The choriocapillaris vasculatures as well as photoreceptor structure together with BCVA significantly improved 2 months after PPV in the present study. On the other hand, there was no significant correlation between choriocapillaris vasculatures and postoperative BCVA. A structurally and functionally normal choroidal vasculature is essential for retinal function, and abnormal choroidal blood volume and/or impaired blood flow can result in photoreceptor and RPE dysfunction and in subsequent death. However, recovery of macular function after MH closure is not always completed within 2 months, and the same thing can be applied for the choroid. Teng et al. showed that the choriocapillaris flow area and density increased significantly 1 month after vitrectomy for IMH eyes, but not significantly correlated with visual acuity [26]. Previously, we observed changes in choroidal structure before and after treatment for eyes with diabetic macular edema and reported that high pretreatment L/C ratio showed a significant inverse correlation with good visual acuity after 24 months [12]. In other words, we speculated that a higher L/C ratio could restore normal choroidal vascular components and maintain choroidal circulation and metabolism of the outer retinal layer. Therefore, a longer follow-up period is needed to verify whether increased choriocapillaris circulation after MH surgery contributes to improvements of visual acuity.

Limitation

Although the strength of this study was to demonstrate alterations of choroidal vascular structures in IMH, there are some limitations to note in our study. First, the sample size of enrolled patients was relatively small.

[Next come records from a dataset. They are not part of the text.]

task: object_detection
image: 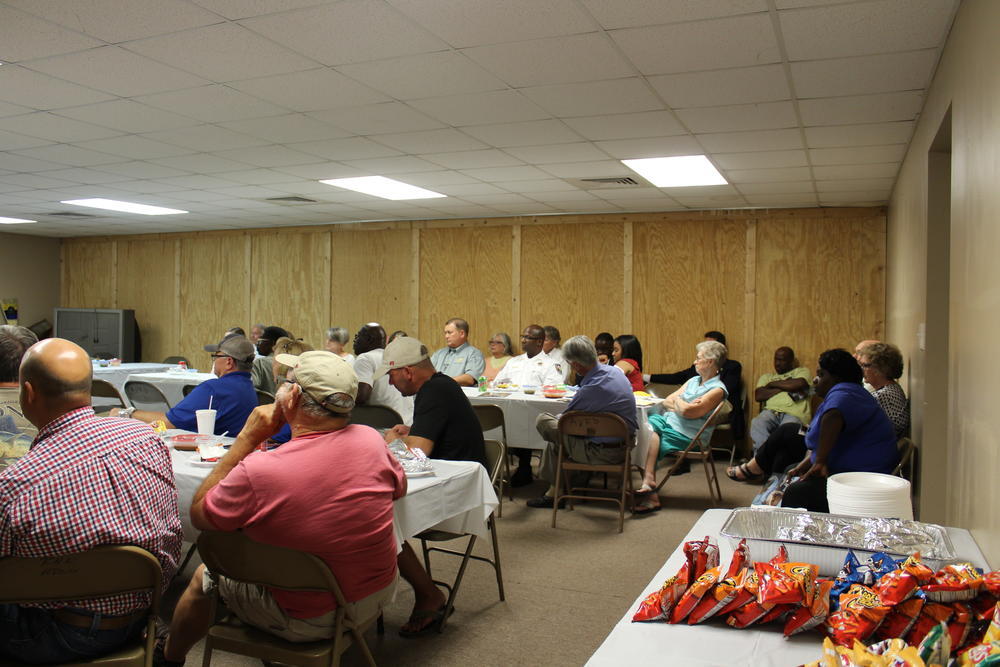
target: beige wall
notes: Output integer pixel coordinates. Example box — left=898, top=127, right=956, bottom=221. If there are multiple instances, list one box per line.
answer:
left=887, top=0, right=1000, bottom=566
left=62, top=208, right=885, bottom=410
left=0, top=234, right=59, bottom=326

Further researches with a larger sample size are needed to ensure the results. Second, the follow-up period was relatively short; being two months after surgery. The current study showed improvement in choroidal vascular structures after surgery, but no correlation with improved visual acuity based on short-term observations. Long-term follow-up studies are needed to better understand relationships with each other. Third, there are some biases associated with imaging technology of EDI-OCT, where deep signal capture depends on the characteristics of the overlying tissue. Therefore, future studies will also prove the difference between EDI-OCT and SS-OCT data in IMH eyes. Fourth, since it remains unclear whether the structural changes in the choriocapillaris observed after vitrectomy are specific to IMH repair, further investigations on the changes of choroidal structures in vitrectomised eyes with other etiologies are needed.

Conclusion

Our study demonstrates that changes in choroidal vascular structures in IMH exclusively took place in the choriocapillaris, and that it recovers after MH repair. Furthermore, we found that this change in the choriocapillaris may correlate with a reversible disruption in photoreceptor layer structure. Morphological defects in the macular retina may temporarily reduce the need for local blood supply and alter choroidal vascular structures.